My friend took me home, and I am so glad I made the decision to allow folks to stay with me, do things for me, and help me. Getting in bed was not easy, and alone was a 30 minute and painful maneuver. As the few days have passed, and I have completely stopped all oral narcotics I am doing so much better. The nausea, the body aches and chills, etc. are all gone. My midsection hurts. It is very hard and swollen. And this will be a bit of a process, but this has been just a bump in the road.

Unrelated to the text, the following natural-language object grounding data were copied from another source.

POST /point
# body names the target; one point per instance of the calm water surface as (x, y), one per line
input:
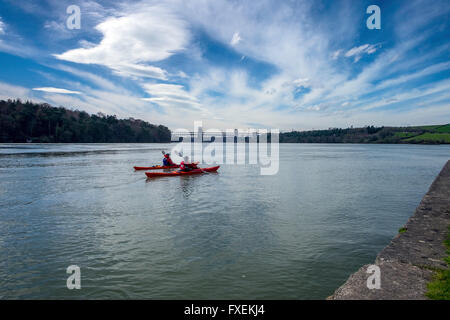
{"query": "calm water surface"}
(232, 235)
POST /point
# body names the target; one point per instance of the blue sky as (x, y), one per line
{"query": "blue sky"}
(233, 64)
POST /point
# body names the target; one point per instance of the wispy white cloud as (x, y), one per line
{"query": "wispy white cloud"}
(56, 90)
(235, 39)
(134, 39)
(358, 52)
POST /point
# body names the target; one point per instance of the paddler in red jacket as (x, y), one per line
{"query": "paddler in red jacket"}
(167, 161)
(184, 167)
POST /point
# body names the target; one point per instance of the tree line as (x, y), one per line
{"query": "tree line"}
(32, 122)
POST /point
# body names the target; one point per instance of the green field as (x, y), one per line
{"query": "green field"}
(443, 129)
(403, 135)
(431, 137)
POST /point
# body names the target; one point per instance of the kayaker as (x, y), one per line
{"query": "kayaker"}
(184, 167)
(167, 161)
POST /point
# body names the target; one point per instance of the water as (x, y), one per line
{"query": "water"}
(232, 235)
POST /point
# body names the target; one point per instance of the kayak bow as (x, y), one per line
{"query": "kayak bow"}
(156, 167)
(180, 173)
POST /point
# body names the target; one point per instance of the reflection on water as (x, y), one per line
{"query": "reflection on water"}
(231, 234)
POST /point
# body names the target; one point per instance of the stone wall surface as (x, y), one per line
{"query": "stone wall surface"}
(406, 264)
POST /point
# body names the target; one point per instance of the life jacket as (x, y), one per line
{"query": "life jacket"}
(167, 161)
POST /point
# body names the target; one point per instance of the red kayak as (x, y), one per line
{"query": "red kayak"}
(180, 173)
(156, 167)
(191, 165)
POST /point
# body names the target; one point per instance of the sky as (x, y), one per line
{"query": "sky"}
(232, 64)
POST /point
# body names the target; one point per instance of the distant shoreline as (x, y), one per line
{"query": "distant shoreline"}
(28, 122)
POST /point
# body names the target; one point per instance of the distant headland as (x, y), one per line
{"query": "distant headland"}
(22, 122)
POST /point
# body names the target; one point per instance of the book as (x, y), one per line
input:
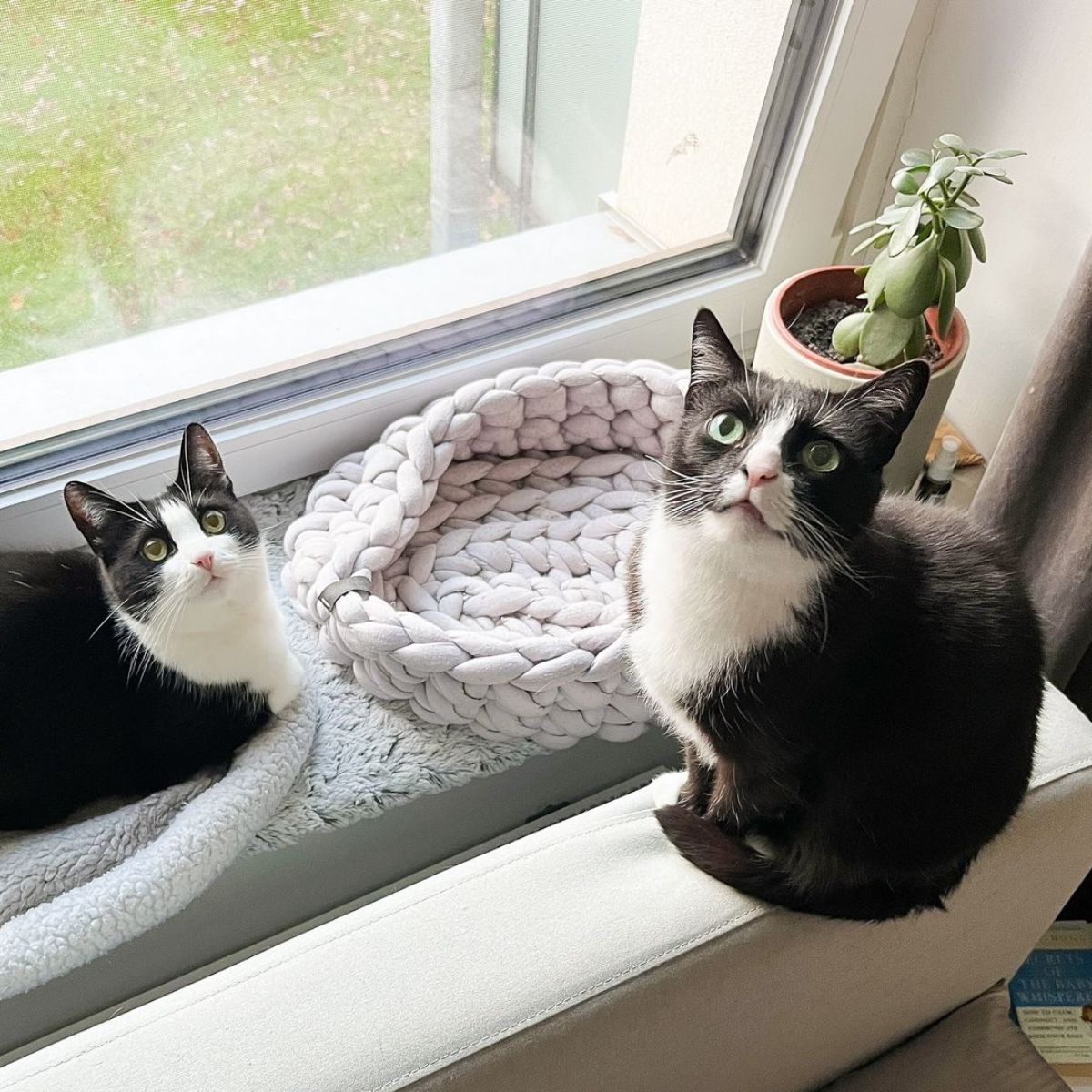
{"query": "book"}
(1052, 997)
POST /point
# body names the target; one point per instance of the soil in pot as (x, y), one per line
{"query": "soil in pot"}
(814, 325)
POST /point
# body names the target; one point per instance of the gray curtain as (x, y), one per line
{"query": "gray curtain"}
(1037, 487)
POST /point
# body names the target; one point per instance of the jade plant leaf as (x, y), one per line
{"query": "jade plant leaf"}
(884, 337)
(945, 304)
(845, 338)
(910, 284)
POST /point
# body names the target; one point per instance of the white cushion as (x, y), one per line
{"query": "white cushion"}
(479, 954)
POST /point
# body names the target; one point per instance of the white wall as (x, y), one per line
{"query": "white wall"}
(1003, 74)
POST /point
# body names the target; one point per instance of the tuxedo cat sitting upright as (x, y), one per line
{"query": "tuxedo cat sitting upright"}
(856, 680)
(132, 667)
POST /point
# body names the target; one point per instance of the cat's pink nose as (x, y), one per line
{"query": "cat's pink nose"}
(762, 470)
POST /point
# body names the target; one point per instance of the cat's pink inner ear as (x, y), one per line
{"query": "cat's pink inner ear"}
(90, 509)
(200, 458)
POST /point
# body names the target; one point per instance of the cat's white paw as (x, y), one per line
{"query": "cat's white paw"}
(666, 787)
(288, 689)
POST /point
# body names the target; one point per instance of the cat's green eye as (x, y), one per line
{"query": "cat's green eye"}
(156, 550)
(213, 522)
(726, 429)
(820, 457)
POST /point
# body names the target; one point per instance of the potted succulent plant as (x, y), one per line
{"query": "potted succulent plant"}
(834, 327)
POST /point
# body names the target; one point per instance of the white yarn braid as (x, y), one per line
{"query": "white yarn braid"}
(492, 531)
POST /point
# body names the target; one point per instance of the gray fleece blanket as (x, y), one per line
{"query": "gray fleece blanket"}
(74, 893)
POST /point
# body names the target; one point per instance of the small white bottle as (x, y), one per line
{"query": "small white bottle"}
(937, 480)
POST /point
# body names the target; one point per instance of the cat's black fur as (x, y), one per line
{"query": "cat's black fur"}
(891, 737)
(79, 719)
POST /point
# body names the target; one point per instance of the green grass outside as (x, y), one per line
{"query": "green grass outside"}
(164, 161)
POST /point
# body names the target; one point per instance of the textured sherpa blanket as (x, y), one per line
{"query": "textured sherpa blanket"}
(74, 893)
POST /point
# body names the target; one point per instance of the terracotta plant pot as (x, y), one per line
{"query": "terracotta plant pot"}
(781, 355)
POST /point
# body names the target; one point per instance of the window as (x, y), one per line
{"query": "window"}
(235, 210)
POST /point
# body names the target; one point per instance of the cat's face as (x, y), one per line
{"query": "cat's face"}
(185, 558)
(756, 461)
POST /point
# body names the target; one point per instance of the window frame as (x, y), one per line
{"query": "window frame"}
(276, 434)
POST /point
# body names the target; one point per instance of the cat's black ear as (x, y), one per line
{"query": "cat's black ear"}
(200, 464)
(880, 410)
(713, 358)
(91, 509)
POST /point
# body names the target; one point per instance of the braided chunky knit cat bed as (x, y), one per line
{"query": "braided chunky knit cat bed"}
(473, 561)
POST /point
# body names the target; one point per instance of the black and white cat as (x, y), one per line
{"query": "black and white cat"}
(157, 654)
(856, 680)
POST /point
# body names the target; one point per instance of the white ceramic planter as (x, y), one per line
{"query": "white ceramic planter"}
(780, 355)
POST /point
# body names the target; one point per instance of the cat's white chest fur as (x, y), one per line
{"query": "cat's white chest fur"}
(238, 637)
(709, 598)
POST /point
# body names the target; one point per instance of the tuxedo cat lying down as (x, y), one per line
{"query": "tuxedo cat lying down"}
(132, 667)
(856, 680)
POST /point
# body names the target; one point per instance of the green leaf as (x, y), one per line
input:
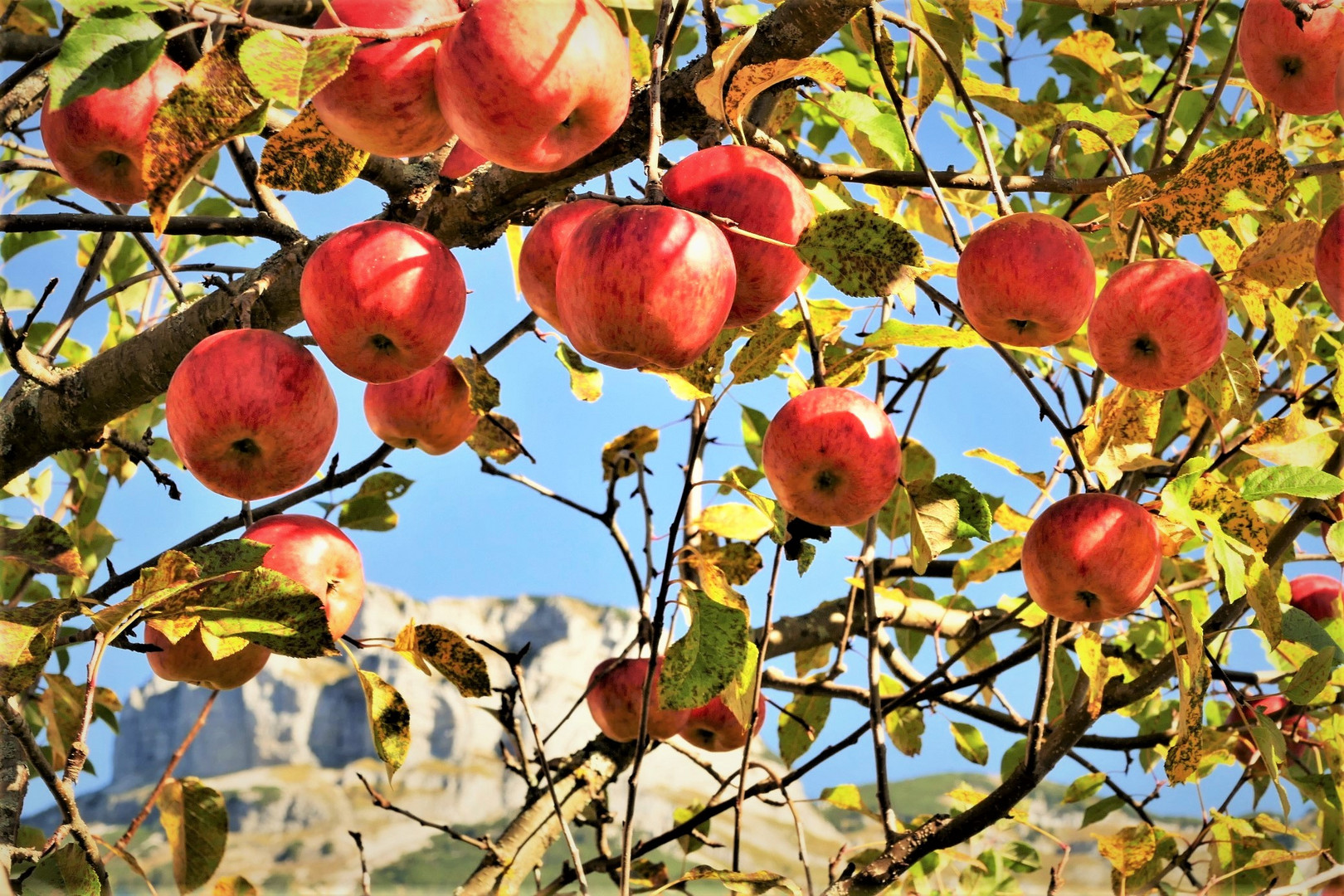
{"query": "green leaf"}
(27, 637)
(713, 650)
(1312, 677)
(455, 659)
(971, 743)
(110, 49)
(388, 720)
(66, 872)
(1291, 481)
(197, 824)
(624, 455)
(860, 253)
(42, 546)
(795, 737)
(1085, 787)
(585, 381)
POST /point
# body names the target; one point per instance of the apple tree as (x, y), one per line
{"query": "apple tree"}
(1147, 247)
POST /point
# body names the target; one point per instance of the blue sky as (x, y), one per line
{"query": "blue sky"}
(466, 533)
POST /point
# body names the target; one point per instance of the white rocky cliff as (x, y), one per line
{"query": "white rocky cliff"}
(285, 748)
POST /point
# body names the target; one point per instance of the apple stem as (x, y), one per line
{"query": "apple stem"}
(654, 192)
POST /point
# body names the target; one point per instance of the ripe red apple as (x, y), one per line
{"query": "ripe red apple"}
(1159, 324)
(832, 457)
(616, 700)
(715, 728)
(385, 102)
(461, 162)
(761, 195)
(542, 250)
(1292, 67)
(251, 412)
(188, 660)
(1296, 727)
(1027, 280)
(383, 299)
(1092, 557)
(319, 557)
(644, 286)
(535, 85)
(431, 410)
(97, 143)
(1329, 261)
(1320, 597)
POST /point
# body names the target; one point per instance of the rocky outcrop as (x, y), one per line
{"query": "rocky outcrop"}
(285, 748)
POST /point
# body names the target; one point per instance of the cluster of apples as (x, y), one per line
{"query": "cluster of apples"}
(1029, 280)
(616, 702)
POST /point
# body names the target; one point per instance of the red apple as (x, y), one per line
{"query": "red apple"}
(1159, 324)
(715, 728)
(1292, 67)
(385, 102)
(535, 85)
(1322, 597)
(616, 700)
(760, 193)
(1092, 557)
(188, 660)
(461, 162)
(1329, 261)
(832, 457)
(431, 410)
(644, 286)
(383, 299)
(319, 557)
(251, 412)
(542, 250)
(1027, 280)
(97, 143)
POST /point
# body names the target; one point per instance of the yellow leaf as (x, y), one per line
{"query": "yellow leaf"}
(709, 90)
(752, 80)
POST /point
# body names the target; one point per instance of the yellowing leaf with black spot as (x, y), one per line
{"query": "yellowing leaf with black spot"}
(752, 80)
(388, 720)
(308, 158)
(800, 724)
(585, 381)
(710, 89)
(1233, 178)
(698, 379)
(27, 637)
(42, 546)
(1234, 514)
(1293, 440)
(1229, 390)
(65, 872)
(212, 105)
(1120, 433)
(860, 253)
(285, 71)
(455, 659)
(1127, 850)
(1283, 256)
(197, 822)
(738, 522)
(714, 649)
(771, 345)
(496, 438)
(622, 455)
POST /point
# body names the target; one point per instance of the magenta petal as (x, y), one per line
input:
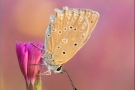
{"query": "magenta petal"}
(27, 55)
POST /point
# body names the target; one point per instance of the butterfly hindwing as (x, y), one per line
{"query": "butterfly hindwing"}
(68, 31)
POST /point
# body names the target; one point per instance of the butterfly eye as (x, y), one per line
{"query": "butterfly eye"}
(59, 68)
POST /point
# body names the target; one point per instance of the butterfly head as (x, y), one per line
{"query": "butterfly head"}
(58, 70)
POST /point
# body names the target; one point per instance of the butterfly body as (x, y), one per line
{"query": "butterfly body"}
(68, 31)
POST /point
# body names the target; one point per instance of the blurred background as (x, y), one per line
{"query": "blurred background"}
(106, 62)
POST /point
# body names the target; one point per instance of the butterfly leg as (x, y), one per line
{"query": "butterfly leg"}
(46, 73)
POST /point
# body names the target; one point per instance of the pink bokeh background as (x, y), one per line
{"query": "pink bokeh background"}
(106, 62)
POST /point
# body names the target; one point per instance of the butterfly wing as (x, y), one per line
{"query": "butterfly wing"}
(67, 32)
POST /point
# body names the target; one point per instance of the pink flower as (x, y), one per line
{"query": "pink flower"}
(27, 55)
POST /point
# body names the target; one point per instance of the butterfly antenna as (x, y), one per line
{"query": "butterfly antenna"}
(74, 88)
(38, 47)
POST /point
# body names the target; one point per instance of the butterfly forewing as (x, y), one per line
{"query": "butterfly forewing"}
(67, 33)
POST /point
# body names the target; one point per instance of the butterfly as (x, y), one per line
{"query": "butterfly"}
(67, 32)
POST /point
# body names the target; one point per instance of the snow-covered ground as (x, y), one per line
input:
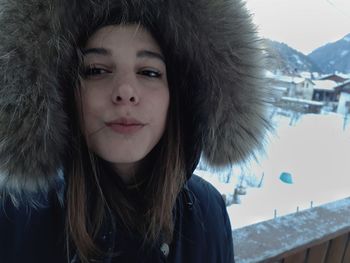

I am so grateful for my health, for my friends, and for my decision to be a healthy and physically active person. I did myself some major favors by being in the best physical shape of my life before this, and I am confident I will be running again soon in 3 weeks or so. I will follow doctor’s orders, but I refuse to live a life of excuses or to live on the safe side of the street. I say it often… life is meant to be lived at full volume. No one says this is easy, but I promise in the end, it will all be worth it.
Have a great week. Thank you for reading, and I hope to be blogging about social justice, cats, and running before long!